🤖 AI Summary
This study systematically investigates the robustness of contrastive large language model (LLM) steering under training data corrupted by noise or malicious attacks. We identify mean estimation in high-dimensional activation spaces as a critical vulnerability: while moderate contamination has limited impact, strong adversarial corruption can induce harmful steering biases. To address this, we propose a robust statistical approach to mean estimation that effectively mitigates the adverse effects of data contamination. Our work is the first to reveal the sensitivity mechanism of contrastive steering to data pollution and demonstrates—through geometric analysis and adversarial modeling—that the proposed method substantially improves robustness against such corruptions.
📝 Abstract
Contrastive steering has been shown as a simple and effective method to adjust the generative behavior of LLMs at inference time. It uses examples of prompt responses with and without a trait to identify a direction in an intermediate activation layer, and then shifts activations in this 1-dimensional subspace.
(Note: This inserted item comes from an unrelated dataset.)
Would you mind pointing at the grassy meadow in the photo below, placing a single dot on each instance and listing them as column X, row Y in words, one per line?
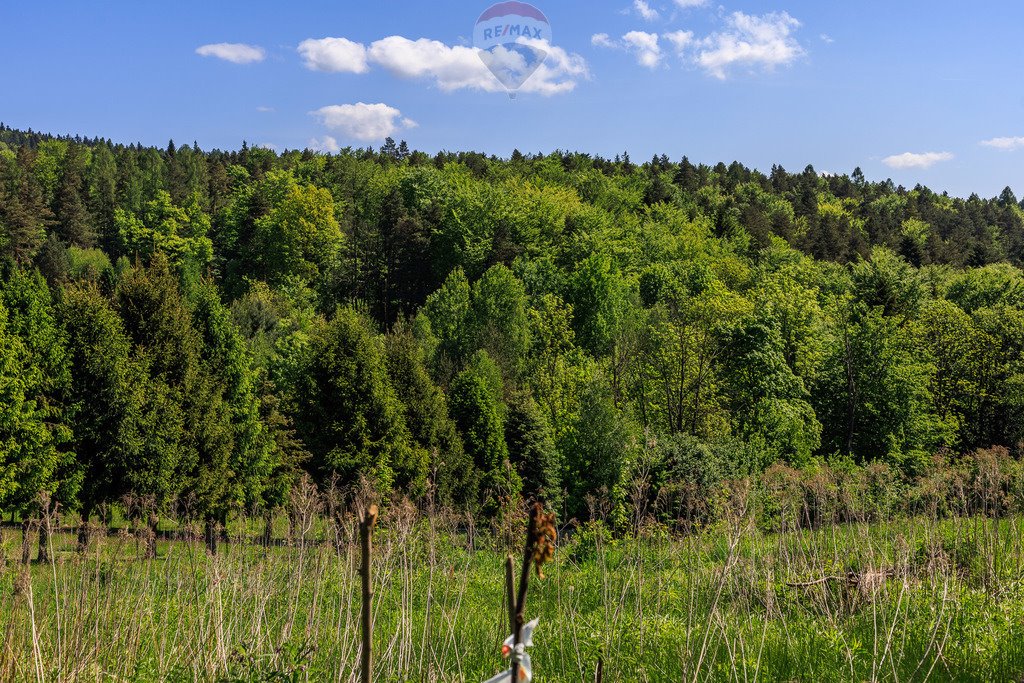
column 907, row 600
However, despite its growing use in AI safety applications, the robustness of contrastive steering to noisy or adversarial data corruption is poorly understood. We initiate a study of the robustness of this process with respect to corruption of the dataset of examples used to train the steering direction. Our first observation is that contrastive steering is quite robust to a moderate amount of corruption, but unwanted side effects can be clearly and maliciously manifested when a non-trivial fraction of the training data is altered. Second, we analyze the geometry of various types of corruption, and identify some safeguards. Notably, a key step in learning the steering direction involves high-dimensional mean computation, and we show that replacing this step with a recently developed robust mean estimator often mitigates most of the unwanted effects of malicious corruption.